The extracted gDNA was sequenced using 120bp paired-end reads with Illumina HiSeq2000 sequencing (Illumina Inc.). The sequence reads produced were assembled into contigs with ABySS v1.2.5 [5] using the default settings. The assembled genomic dataset was analyzed further by tBLASTx [2] to detect sequence similarity to individual genes. A wider taxonomic assignment was conducted using the metagenomic analysis program PhymBL v3.2 [6]to classify contigs as being of bacterial or choanoflagellate origin. The choanoflagellate reference dataset comprised choanoflagellate sequences available in the EMBL/Genbank WGS genomes andnon-redundant nucleotide sequences databases. The prokaryotic reference dataset used was the bacterial/archeal genome database included with PymmBL v3.2. Contigs were arbitrarily divided into those <1kb and those >1kb in size. These two datasets were used as separate queries and for both query datasets the default PhymmBL settings were used.
SUPPLEMENTARY RESULTS
Stephanoeca diplocostata EST Dataset
RNA samples extracted from S. diplocostata cultures were oligo-dT bead treated to enrich for poly(A) tagged eukaryotic mRNA. The success of this process was tested for using the Agilent Bioanalyser Picochip and Pico assay software. By comparison to control eukaryotic RNA samples, the first round of enrichment produced a large reduction in contamination and a second round of poly(A) selection produced a marked reduction in rRNA content, with almost all of the rRNA peaks disappearing but a broad mRNA peak being retained. The remaining rRNA was measured at 7% of the total sample, below the 10% threshold recommended for 454 EST sequencing. The total choanoflagellate RNA after two rounds of poly(A) enrichment amounted to 180ng.

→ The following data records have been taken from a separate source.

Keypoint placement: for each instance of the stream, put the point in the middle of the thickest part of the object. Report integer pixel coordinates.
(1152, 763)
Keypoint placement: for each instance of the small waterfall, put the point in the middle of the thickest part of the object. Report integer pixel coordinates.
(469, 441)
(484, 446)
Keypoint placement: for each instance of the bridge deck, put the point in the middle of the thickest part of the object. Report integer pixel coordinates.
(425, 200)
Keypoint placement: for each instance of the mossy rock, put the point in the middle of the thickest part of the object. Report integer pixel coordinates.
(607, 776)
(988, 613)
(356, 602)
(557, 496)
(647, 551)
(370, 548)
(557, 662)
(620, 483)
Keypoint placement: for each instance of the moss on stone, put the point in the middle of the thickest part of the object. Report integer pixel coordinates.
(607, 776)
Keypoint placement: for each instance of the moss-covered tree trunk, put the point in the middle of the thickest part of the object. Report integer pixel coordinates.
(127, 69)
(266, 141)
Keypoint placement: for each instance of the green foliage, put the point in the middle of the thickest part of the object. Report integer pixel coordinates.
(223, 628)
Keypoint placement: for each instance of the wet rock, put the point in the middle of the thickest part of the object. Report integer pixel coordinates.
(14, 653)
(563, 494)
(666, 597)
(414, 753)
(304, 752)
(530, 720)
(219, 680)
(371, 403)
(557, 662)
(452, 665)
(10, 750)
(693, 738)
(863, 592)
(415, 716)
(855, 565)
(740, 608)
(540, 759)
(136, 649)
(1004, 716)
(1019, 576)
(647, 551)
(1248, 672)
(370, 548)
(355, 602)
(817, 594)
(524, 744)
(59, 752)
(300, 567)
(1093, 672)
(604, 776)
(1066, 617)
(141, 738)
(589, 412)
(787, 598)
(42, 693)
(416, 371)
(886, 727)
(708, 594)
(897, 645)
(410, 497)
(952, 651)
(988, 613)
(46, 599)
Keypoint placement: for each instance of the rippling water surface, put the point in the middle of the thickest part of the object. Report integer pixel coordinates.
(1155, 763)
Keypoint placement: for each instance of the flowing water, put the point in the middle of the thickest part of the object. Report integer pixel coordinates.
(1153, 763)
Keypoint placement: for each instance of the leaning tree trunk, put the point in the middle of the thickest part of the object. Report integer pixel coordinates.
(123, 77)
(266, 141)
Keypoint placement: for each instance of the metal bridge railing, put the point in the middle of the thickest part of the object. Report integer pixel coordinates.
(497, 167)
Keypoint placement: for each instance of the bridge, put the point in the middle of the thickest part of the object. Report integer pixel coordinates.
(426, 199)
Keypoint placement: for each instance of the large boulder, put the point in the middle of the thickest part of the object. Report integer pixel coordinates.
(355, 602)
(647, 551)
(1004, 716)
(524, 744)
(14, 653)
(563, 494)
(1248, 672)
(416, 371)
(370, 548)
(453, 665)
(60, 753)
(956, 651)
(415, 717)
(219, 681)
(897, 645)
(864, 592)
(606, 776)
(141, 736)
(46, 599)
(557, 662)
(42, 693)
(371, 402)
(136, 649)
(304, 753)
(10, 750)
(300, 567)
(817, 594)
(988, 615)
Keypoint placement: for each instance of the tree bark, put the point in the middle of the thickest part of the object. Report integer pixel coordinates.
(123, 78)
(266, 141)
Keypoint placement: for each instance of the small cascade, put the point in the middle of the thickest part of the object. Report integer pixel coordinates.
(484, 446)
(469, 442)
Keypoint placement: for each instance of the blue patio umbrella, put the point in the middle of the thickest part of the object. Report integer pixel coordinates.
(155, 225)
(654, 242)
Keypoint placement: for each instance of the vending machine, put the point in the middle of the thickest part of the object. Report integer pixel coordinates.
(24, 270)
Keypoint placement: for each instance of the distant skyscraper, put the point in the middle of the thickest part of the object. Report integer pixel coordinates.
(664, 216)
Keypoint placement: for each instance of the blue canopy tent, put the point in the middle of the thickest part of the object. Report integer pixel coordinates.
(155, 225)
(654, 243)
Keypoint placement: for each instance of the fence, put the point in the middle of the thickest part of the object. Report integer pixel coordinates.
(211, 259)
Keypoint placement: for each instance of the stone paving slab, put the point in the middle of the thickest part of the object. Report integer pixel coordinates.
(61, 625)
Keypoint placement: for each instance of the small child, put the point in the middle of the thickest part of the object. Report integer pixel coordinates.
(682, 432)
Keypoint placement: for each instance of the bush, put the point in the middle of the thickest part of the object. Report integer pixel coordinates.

The results of the EST sequencing and assembly are summarized in table S1. The 454 Titanium sequencing produced 0.261Gb. The average read length was 329 bases (standard deviation ±110 bases, median read length= 347 bases) with a maximum read length of 659 bases, roughly in keeping with the predicted metrics for this sequencing platform. The Q40 score (a base identification of 99.9% accuracy) was 94.4%. The Newbler assembly of the reads produced 26325 contigs of mean length 962bp. The longest contig was 12.6kb long.
tBLASTx Analysis
The tBLASTx search of the EST dataset against the full EMBL/Genbank non-redundant nucleotide database was used to assign (a) similarity and (b) taxonomic identity to each contig. Hits to selected taxonomic groups are expressed as the total number and as a percentage of the EST dataset in table 4. It should be noted that these are only top hits and in the vast majority of cases equally or only marginally less significant hits to M. brevicollis were also returned.
The tBLASTx findings in Table 4 demonstrate the success of the poly(A) enrichment procedures in reducing the levels of bacterial, archaeal, viral and rRNA contamination. The enrichment is estimated to have reduced prokaryotic content from approximately 80% in the starting material to 13.5% of the final contigs. The true number of bacterial contigs may be even lower, given the proliferation of prokaryotic-to-eukaryotic lateral gene transfer found in choanoflagellates [7,8]. Of the tBLASTx hits241 were to known ribosomal RNA sequences, with 15% (37) eukaryotic rRNA and the remaining 85% (204) bacterial. Again this demonstrates the success of the mRNA enrichment procedures. All predicted eukaryotic rRNA contigs produced perfect (E-value= 0.0) hits to the S. diplocostata 18S and 23S sequences from the EMBL/Genbank databases.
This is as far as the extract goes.